Context
FinFlow has launched an AI assistant that drafts answers for customer-support agents using the company's help center, policy docs, and recent incident notes. The feature is live, and the main problem is not initial launch quality but catching regressions quickly when prompts, retrieval settings, models, or source content change.
Constraints
- p95 end-to-end latency: 1,500ms per request
- Cost ceiling: $12K/month at 1.2M requests/month
- Hallucination rate: <2% on a high-risk policy QA golden set
- Prompt-injection success rate from retrieved content: <0.5%
- Monitoring must detect meaningful regressions within 30 minutes, without sending all traffic to expensive human review
- The system must support rollback decisions for prompt, retriever, reranker, and model changes
Available Resources
- 80K support articles and policy documents, updated daily
- Request/response logs with retrieved chunks, citations, latency, token usage, and user feedback
- A 1,200-example labeled golden set covering answer correctness, groundedness, refusal quality, and safety
- A smaller adversarial set for prompt injection, unsupported queries, and stale-document cases
- Access to one frontier model for periodic judging and one cheaper model for online shadow checks
Task
- Design a monitoring strategy for this LLM feature that detects quality regressions quickly across retrieval, generation, safety, cost, and latency.

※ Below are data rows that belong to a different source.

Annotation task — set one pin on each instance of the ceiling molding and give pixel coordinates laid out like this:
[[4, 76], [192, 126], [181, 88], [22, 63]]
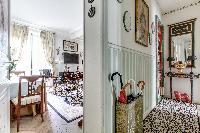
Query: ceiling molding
[[182, 8]]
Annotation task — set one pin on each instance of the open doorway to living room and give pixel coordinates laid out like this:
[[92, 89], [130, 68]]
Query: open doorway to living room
[[46, 39]]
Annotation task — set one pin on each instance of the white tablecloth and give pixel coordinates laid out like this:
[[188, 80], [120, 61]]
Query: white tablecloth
[[15, 85]]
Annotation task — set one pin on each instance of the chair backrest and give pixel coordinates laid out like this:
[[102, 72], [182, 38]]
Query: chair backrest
[[35, 83], [18, 73]]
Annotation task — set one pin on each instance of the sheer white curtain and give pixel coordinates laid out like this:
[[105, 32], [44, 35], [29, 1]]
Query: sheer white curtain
[[30, 54], [39, 58], [19, 38], [48, 44]]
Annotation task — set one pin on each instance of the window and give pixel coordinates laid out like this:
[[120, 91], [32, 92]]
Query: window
[[32, 58]]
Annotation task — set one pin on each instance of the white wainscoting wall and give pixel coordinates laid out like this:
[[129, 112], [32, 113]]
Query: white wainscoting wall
[[132, 65]]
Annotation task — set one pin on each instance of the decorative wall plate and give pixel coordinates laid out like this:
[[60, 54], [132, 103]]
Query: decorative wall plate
[[127, 21]]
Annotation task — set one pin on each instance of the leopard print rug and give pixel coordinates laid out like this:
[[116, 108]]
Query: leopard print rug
[[171, 116]]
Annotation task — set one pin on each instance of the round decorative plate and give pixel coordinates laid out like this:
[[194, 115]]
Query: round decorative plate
[[127, 21]]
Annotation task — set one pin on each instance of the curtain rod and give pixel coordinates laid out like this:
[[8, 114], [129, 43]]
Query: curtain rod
[[31, 25]]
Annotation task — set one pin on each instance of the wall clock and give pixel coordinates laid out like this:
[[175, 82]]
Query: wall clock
[[127, 21]]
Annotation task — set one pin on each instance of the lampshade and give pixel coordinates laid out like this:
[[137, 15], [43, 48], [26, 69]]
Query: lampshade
[[170, 59], [191, 58]]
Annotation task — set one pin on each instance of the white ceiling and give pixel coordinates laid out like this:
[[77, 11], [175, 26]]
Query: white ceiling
[[169, 5], [61, 15]]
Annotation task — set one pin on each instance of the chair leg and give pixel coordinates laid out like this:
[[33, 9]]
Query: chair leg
[[18, 118]]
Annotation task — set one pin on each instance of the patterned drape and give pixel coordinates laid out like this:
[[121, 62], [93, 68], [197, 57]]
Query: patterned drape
[[19, 37], [48, 44]]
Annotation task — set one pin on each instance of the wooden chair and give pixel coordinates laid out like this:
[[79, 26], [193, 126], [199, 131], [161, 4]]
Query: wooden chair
[[18, 73], [35, 96]]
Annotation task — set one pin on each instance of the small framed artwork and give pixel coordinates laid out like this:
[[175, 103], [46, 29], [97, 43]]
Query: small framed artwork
[[70, 46], [141, 22]]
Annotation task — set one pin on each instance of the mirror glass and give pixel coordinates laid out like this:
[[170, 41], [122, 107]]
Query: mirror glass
[[181, 47], [181, 42]]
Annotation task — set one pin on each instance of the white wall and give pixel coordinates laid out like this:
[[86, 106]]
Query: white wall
[[183, 85], [93, 67], [117, 36]]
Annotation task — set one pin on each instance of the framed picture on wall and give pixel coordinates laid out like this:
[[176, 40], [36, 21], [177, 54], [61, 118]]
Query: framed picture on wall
[[141, 22], [70, 46]]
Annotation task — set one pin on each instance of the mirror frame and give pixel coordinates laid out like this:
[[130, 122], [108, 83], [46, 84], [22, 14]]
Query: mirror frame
[[181, 28]]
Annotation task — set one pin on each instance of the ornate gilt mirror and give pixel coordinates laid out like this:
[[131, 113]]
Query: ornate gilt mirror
[[181, 42]]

- Define the offline and online evaluation plan, including what should run continuously, what should run on deploy, and what thresholds trigger alerts or rollback.
- Specify the telemetry schema and dashboards you would instrument per request, per experiment, and per document segment.
- Propose an architecture for near-real-time monitoring, including how you would sample traffic, run automated judges, and control cost.
- Identify the top failure modes, how each would be detected, and how the monitoring system distinguishes model regressions from data-quality or retrieval regressions.